Now chief economist at Bear, Stearns & Co., Angell confirms that he is being investigated by the Securities & Exchange Commission. The SEC is looking into whether he violated securities laws by allegedly passing confidential Fed information to his clients on Apr. 19, less than three months after leaving the bank.
INSIDERS. The probe stems from a briefing Angell gave some 500 Bear Stearns clients about prospects for future interest-rate hikes. Angell said his educated guess was that 8, 9, or 10 of the 12 regional Federal Reserve banks had asked the Fed's board of governors to raise the discount rate. His guess turned out to be a tad too educated for some.
At the time, eight reserve banks had requested a discount-rate hike. Since the
information is confidential,
the Fed's inspector general launched an internal investigation to see if Angell had obtained or used inside information for private gain. Angell, who insists he based his estimate purely on smart analysis, believes the probe was ordered by Fed Chairman Alan Greenspan, who may have been irked by Angell's recent critiques of monetary policy in The Wall Street Journal and by news accounts that Angell was making as much as $100 a minute for advising clients on interest-rate trends. Greenspan's spokesman refused to discuss Angell's theory.
Fed Inspector General Brent L. Bowen quickly cleared the former governor of any wrongdoing. Indeed, Angell says with amusement that only when Bowen interviewed him did Angell realize that he was on the mark. "Thanks for confirming my guess," he recalls saying. Fed officials consider Angell a straight arrow and weren't surprised he was cleared. "I just assumed that Wayne was guilty of nothing else but being too indiscreet," says one ex-colleague. "You're asking for trouble when you start making guesses about sensitive information, but everyone knows Wayne yaks and things just come out."
That should have been the end of the story.
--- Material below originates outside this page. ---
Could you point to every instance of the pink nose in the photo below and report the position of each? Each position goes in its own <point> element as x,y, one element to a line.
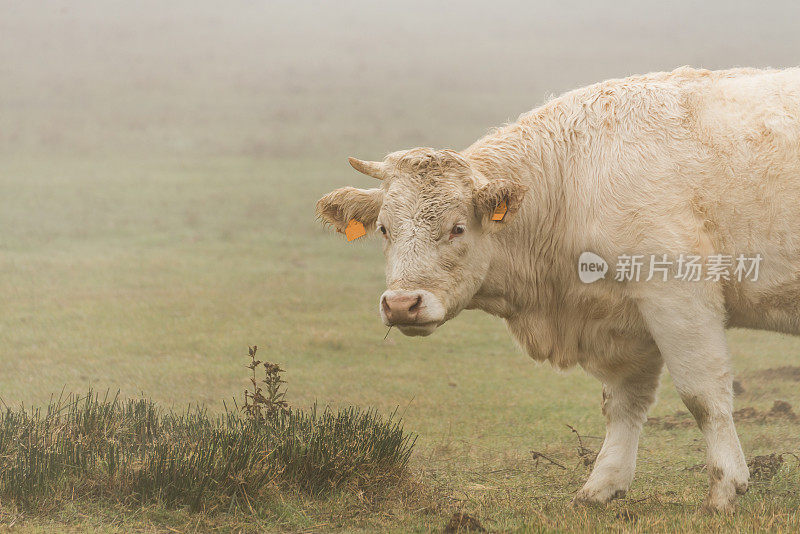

But then Representative Henry B. Gonzalez (D-Tex.), chairman of the House Banking Committee and a longtime critic of the Fed's secretive ways, got into the act. Gonzalez insisted that the Fed turn its report over to the SEC and pushed SEC Chairman Arthur Levitt Jr. into launching the first investigation of a former Fed governor.
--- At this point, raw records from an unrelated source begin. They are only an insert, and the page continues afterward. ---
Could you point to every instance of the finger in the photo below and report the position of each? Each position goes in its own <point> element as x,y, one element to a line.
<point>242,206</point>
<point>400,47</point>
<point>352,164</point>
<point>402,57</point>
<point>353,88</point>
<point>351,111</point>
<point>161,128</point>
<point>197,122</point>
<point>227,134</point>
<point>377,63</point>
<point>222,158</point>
Gonzalez had no new evidence to press the case. His motivation? Politics, no doubt, plays a big role: The banking chairman is a fiercely partisan populist who condemns the Fed whenever it raises interest rates, and Angell is a Republican anti-inflation hawk who spent eight years prodding the Fed toward a tight-money policy.
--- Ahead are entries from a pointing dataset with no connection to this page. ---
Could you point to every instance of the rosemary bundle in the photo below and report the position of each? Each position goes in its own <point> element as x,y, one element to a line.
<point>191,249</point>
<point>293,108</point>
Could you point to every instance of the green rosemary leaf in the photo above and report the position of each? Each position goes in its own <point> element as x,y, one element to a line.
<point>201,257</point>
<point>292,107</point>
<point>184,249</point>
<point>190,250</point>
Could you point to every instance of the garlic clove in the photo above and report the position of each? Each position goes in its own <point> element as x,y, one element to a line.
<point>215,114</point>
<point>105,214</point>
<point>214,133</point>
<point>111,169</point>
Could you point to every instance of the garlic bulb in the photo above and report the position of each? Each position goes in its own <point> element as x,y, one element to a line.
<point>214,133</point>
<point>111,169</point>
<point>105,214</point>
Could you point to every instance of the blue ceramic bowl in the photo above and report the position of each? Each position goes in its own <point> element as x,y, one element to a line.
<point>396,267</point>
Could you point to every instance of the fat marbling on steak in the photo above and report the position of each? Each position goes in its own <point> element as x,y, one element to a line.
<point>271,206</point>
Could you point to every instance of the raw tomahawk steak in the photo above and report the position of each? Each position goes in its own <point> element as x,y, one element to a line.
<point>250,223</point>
Angell's indiscretion also gave Gonzalez an opening to push another agenda. He wants the Fed to require employees who leave the central bank to sign a nondisclosure agreement similar to gag rules the CIA and the Pentagon impose on departing employees to protect national secrets. Greenspan rejected the idea as unnecessary, and Fed officials believe Gonzalez is making an example of Angell to put heat on the Fed chairman. "The real issue is the gag rule, but Wayne brought this on himself by being so vocal," claims a Fed source.
SILENCE IS GOLDEN. The allegation against Angell is baseless. For one thing, it doesn't take a former Fed governor to guess how many Reserve banks might have requested an interest-rate hike; any shrewd Fed watcher familiar with the views of the bank presidents could come reasonably close. And why would Angell disclose confidential information in front of a large crowd? Moreover, knowing how many banks have requested a discount-rate increase is useless information for predicting what the board of governors might do. At times, it has rejected a unanimous request to change rates; at other times, it has made a rate move at the request of just a single bank.
Angell almost certainly will be exonerated by the SEC, but it could take months. Meanwhile, he would be well advised to show some discretion and follow the time-honored motto of other former Fed officials who have cashed in their monetary expertise for private-sector rewards: Silence is golden. And Gonzalez would be wise to drop the gag-rule issue. Secrets at the Fed are perishable, there already are laws against disclosing confidential information, and nondisclosure agreements are impossible to enforce. Surely the banking chairman has more important problems to deal with.